I met the real Mai Trang today.  My friend’s uncle is the owner of Khach San Mai Trang- Hotel Mai Trang I stayed at for two weeks and bears its namesake from his daughter, Mai Trang.   A very nice, friendly girl and for the sake of her esteem I hope Hotel Mai Trang continues to be a successful business. 

I close with a snippet from my current tune on my itunes “Rock and Roll” by Eric Hutchison.  Lately, as I have been hopping cultures in the past month (Vietnam, China, USA) life seems to be a simply a matter of doing what you feel and looking around in wonder.

“If he wants to rock he rocks 
If he wants to roll he rolls 
He can roll with the punches 
Long as he feels like he's in control 
If he wants to stay he stays 
If he wants to go he goes 
He doesn't care how he gets there 
Long as he gets somewhere he knows” –Eric Hutchinson

Sunday, September 14, 2008

A Year in Vietnam

My first steps.  Walking through five airports in 24 hours.

Detroit, Chicago, Los Angeles, Taipei, Hanoi.

All the time praying that my overweight suitcase will make all my connecting flights while trudging through airport security lugging a briefcase, fleece coat, and my overstuffed backpack dangling pair of tennis shoes, umbrella, bike helmet, water bottle, and a portable backpack.  Yes, I agree with the flight attendant, all I am missing is a tent.  

I am moving East.  It hits me in Los Angeles when I queue up to board amid a sea of Asians.  I consider the possibility that I am the new token white girl.  I just became a minority.  On the flight to Hanoi from Taipei I pull out the Vietnamese-English dictionary attempting a conversation with the man sitting next to me.  This might become my new bible or perhaps just equally venerable as Lonely Planet: Vietnam.  I rattle off the Vietnamese words I know.  Not too many, but it's a start.  May bay.  Airplane.  Yes, I arrive in Vietnam by may bay.

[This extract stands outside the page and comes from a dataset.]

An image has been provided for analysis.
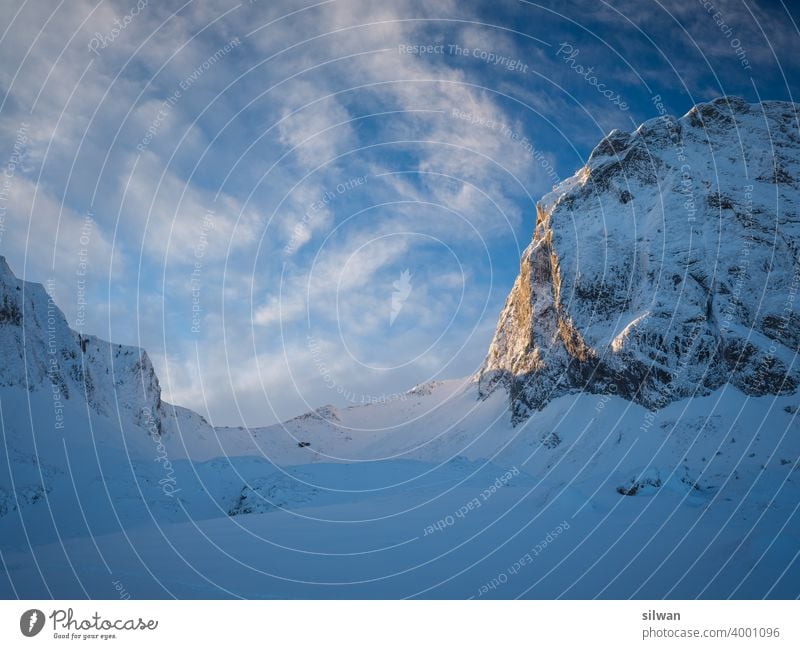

Noi Bai International Airport.  Passing through customs and collecting my overweight luggage seems too easy.  I make a beeline for a kiosk that reads SIM, and I feel comforted that in less than 10 minutes I will have official connections to Vietnam: my own mobile phone number.  With new resolution I exit the airport to the line of taxis.  20 dollars, one man offers.  15, I respond.  Ok, he nods his head quickly to make to question the value I am receiving for this cab ride.  After we are settled into his small SUV Jeep looking car, I tell him the name of the hotel I made reservations at and he nervously nods.  Lucky Eden Hotel, he has no idea where that is.  After he makes a series of phone calls he shoves the phone in my face and I speak with a man who speaks only a little more English than the cab driver.  A few more phone calls and he finally understands.  Much to my chagrin, I realize after the fact that the price he quoted me in Vietnamese Dong at the end of the trip was $20 not $15.  The next second after the cab stops in front of the hotel a Vietnamese guy comes out to bring my luggage inside.  The friendliness of the staff is comforting.  However, I nixed my warm opinion of this hotel when they charged me over double of what I actually owed.  I quickly learned Rule 1: Bargain for everything.